Genome scale transcriptomic analysis of maternal blood provides a window into the changes that occur throughout pregnancy and parturition. We have previously identified differences in mRNA expression in whole blood and peripheral monocytes[17], as well as differences in miRNA concentration in whole plasma, extracellular vesicles (EVs), and EV depleted plasma in women undergoing sPTL. The goal for this analysis was to identify changes in miRNA expression in maternal whole blood and monocytes in the same population (15 women undergoing sPTL and 30 pregnant women matched on gestational age not undergoing labor) and to integrate these results with our previous findings. We hypothesize that there are changes in miRNAs in whole blood and monocytes of women undergoing sPTL compared to controls, which are related to the role of these miRNAs in transcriptional regulation of labor-associated genes. Through this miRNA analysis and integration with next generation sequencing mRNA data from the same individuals, we obtain a better understanding of the transcriptional regulation that occurs in the context of PTL.
MATERIALS AND METHODS
Study Design
Participants were derived from a subpopulation of the Ontario Birth Study (OBS); a continuously enrolling prospective cohort at Mount Sinai Hospital (MSH) in Toronto Canada. Inclusion criteria for the OBS included: pregnancy diagnosed <17 weeks, maternal age >18, English speaking, signed informed consent, and intent to deliver and receive antenatal care at MSH. Exclusion criteria included non-viable neonate and/or inability to provide consent. 15 patients who delivered prematurely between 24-34 weeks of gestation (Preterm labor or PTL) were matched to a subpopulation of 30 women from the OBS whose blood was taken at the same time point (gestational age), who later delivered at term (>37 week; term labor or TL). A full description of this subpopulation is described in other manuscripts [17] [18]. This study was approved by the Research Ethics Board of Mount Sinai Hospital, Toronto, Canada (#04-0024-E). All patients provided written consent as part of the OBS at Sinai Health System, Toronto, Canada.
Specimen Collection
In PTL patients, peripheral blood samples were collected prospectively at the point of hospital admission, and in TL controls blood was collected during the regular antenatal visit. Blood was collected into both PAX gene tubes (Qiagen; Hilden, Germany) for whole blood isolation and EDTA blood collection tubes for monocyte separation.
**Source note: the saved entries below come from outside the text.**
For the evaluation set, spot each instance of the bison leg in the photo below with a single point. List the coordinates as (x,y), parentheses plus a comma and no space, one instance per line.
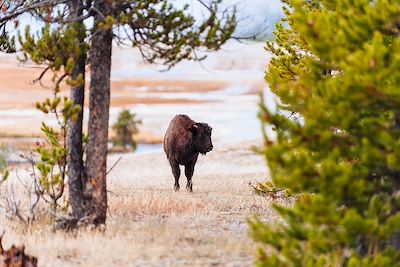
(189,169)
(177,173)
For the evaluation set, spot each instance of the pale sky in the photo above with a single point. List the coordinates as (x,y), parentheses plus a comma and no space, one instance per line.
(253,15)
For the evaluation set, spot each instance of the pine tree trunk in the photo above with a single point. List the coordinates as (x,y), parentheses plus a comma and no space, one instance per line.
(99,103)
(75,150)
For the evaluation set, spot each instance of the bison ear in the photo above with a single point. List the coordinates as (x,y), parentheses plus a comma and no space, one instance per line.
(194,128)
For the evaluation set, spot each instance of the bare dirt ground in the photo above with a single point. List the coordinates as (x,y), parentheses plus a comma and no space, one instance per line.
(151,225)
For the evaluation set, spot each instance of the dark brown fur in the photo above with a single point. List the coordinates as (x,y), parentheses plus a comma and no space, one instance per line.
(183,142)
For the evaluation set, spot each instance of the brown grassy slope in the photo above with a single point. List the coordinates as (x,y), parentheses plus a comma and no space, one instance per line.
(151,225)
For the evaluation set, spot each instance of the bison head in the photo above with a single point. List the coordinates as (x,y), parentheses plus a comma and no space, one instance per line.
(202,137)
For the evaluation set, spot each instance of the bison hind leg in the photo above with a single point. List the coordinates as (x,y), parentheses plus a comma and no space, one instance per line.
(189,169)
(176,171)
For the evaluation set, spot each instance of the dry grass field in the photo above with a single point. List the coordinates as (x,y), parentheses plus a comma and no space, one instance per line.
(151,225)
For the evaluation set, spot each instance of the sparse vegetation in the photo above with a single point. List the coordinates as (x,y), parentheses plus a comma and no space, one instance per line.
(125,127)
(3,170)
(52,165)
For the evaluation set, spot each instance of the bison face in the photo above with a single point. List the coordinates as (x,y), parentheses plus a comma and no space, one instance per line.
(202,137)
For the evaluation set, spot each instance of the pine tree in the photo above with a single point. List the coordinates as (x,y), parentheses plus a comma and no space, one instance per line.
(336,72)
(163,32)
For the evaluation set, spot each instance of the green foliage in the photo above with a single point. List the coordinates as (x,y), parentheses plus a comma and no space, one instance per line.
(336,70)
(57,49)
(52,165)
(167,35)
(125,127)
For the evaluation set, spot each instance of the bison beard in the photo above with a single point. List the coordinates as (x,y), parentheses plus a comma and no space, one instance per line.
(183,142)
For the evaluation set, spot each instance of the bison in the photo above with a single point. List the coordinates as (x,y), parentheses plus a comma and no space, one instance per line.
(183,142)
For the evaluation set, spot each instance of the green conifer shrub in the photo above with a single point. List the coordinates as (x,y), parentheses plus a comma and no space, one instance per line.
(336,67)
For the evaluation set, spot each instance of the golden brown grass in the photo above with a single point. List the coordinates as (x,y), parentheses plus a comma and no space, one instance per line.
(151,225)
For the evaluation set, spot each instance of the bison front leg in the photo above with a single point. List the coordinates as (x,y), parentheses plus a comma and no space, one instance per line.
(189,169)
(177,173)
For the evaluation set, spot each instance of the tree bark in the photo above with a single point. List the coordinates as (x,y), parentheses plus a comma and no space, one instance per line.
(99,104)
(75,148)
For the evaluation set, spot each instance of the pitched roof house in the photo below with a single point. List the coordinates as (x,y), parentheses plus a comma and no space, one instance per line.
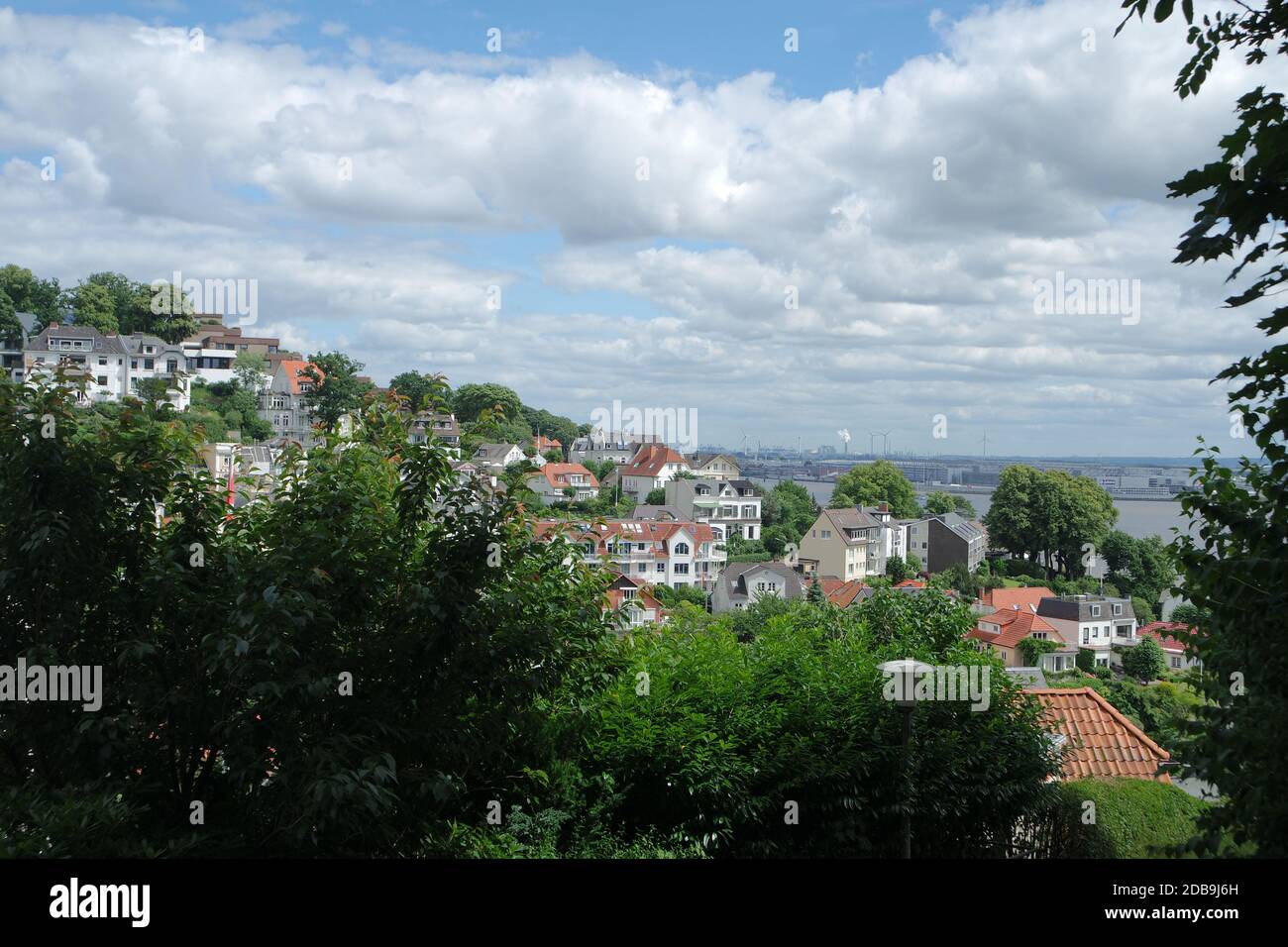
(1099,740)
Monocytes were separated through the Monocyte RosetteSep cocktail (Stemcell Technologies, Vancouver CA), followed by high density gradient centrifugation to generate a highly purified monocyte fraction for subsequent mRNA isolation.
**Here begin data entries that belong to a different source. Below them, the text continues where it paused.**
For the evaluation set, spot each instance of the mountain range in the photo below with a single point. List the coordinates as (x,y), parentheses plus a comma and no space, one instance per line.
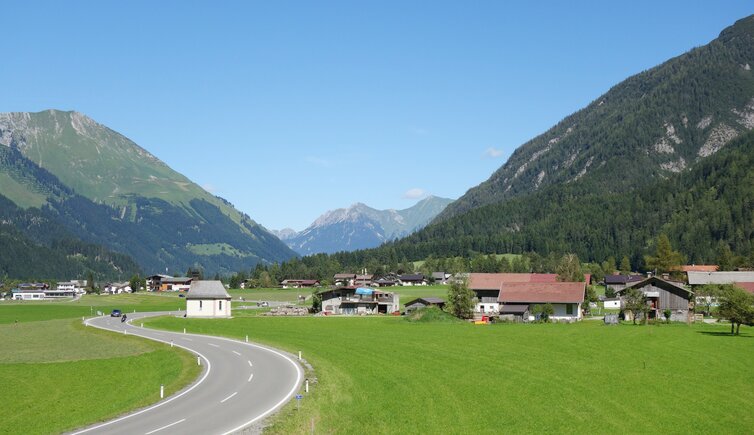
(652,125)
(360,227)
(664,151)
(72,178)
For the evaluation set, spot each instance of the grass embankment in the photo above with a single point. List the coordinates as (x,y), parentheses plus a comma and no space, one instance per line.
(57,375)
(387,375)
(88,305)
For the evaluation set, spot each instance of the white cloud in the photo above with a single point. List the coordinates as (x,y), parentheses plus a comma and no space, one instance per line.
(318,161)
(493,153)
(419,131)
(415,193)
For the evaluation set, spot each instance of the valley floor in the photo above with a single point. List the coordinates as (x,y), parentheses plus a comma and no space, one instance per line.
(388,375)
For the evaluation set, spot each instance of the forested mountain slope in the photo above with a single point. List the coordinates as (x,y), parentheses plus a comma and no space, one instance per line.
(361,227)
(652,125)
(712,201)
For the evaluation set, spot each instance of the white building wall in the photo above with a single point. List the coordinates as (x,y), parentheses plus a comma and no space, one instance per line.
(561,312)
(208,308)
(487,307)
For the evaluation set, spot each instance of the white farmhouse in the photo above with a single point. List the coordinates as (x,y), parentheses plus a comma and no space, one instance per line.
(207,299)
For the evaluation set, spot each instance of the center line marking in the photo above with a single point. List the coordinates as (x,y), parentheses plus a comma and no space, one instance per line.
(165,427)
(223,401)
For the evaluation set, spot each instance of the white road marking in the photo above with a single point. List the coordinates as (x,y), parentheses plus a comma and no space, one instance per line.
(223,401)
(165,427)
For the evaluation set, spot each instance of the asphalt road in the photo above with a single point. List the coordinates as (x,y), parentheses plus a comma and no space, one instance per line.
(241,384)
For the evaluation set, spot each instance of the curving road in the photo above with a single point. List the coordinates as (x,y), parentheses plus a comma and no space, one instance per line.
(241,383)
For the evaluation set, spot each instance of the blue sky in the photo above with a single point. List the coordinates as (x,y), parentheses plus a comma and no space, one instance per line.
(289,109)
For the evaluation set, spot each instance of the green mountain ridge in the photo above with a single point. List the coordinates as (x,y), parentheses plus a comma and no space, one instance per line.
(670,150)
(651,125)
(106,190)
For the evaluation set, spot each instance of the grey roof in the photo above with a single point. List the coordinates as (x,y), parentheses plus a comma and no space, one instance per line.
(207,290)
(700,278)
(428,300)
(514,308)
(623,279)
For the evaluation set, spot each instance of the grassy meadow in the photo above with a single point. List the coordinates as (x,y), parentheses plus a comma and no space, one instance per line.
(388,375)
(57,375)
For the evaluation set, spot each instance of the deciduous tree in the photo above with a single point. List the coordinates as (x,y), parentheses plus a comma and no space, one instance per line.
(460,300)
(569,269)
(737,306)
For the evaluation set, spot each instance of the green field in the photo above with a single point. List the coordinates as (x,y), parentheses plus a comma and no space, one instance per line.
(57,375)
(386,375)
(88,305)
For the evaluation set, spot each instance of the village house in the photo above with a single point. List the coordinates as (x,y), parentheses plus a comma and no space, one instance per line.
(619,282)
(424,303)
(299,283)
(520,298)
(116,288)
(28,294)
(207,299)
(363,280)
(663,295)
(412,279)
(344,279)
(385,282)
(441,277)
(75,286)
(176,284)
(486,287)
(702,278)
(361,300)
(154,282)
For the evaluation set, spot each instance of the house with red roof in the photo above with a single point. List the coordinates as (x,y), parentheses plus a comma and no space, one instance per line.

Small RNA Sequencing and Quantification
Whole blood RNA was isolated using a PAXgene blood miRNA kit (Qiagen Hilden, Germany), and from peripheral monocytes using TRIzol LS reagent (Thermo Fisher, Waltham MA) following manufacturer’s instructions. RNA quality was determined using Experion analyzers (BioRad, Hercules CA) and sequenced at The Center for Applied Genomics at the SickKids Hospital, Toronto, Canada. Library preparation was performed following the New England Biolabs NEB Next multiplex small library preparation protocol, with 400 ng of total RNA as the input. The 3’ adapter was ligated to the small RNA, followed by reverse transcriptase (RT) primer hybridization to the 3’ adapter and then the 5’ Adapter was ligated to the opposite end. Libraries were generated using first stranded synthesis then enriched by PCR. Quality and size was determined using the Bioanalyzer 2100 DNA High Sensitivity chip (Agilent Technologies, Palo Alto CA), and libraries were quantified by qPCR using the Kapa Library Quantification Illumina/ABI Prism Kit protocol (KAPA Biosystems, Wilmington MA) and sequenced on Illumina HiSeq 2500 (Illumina, San Diego CA).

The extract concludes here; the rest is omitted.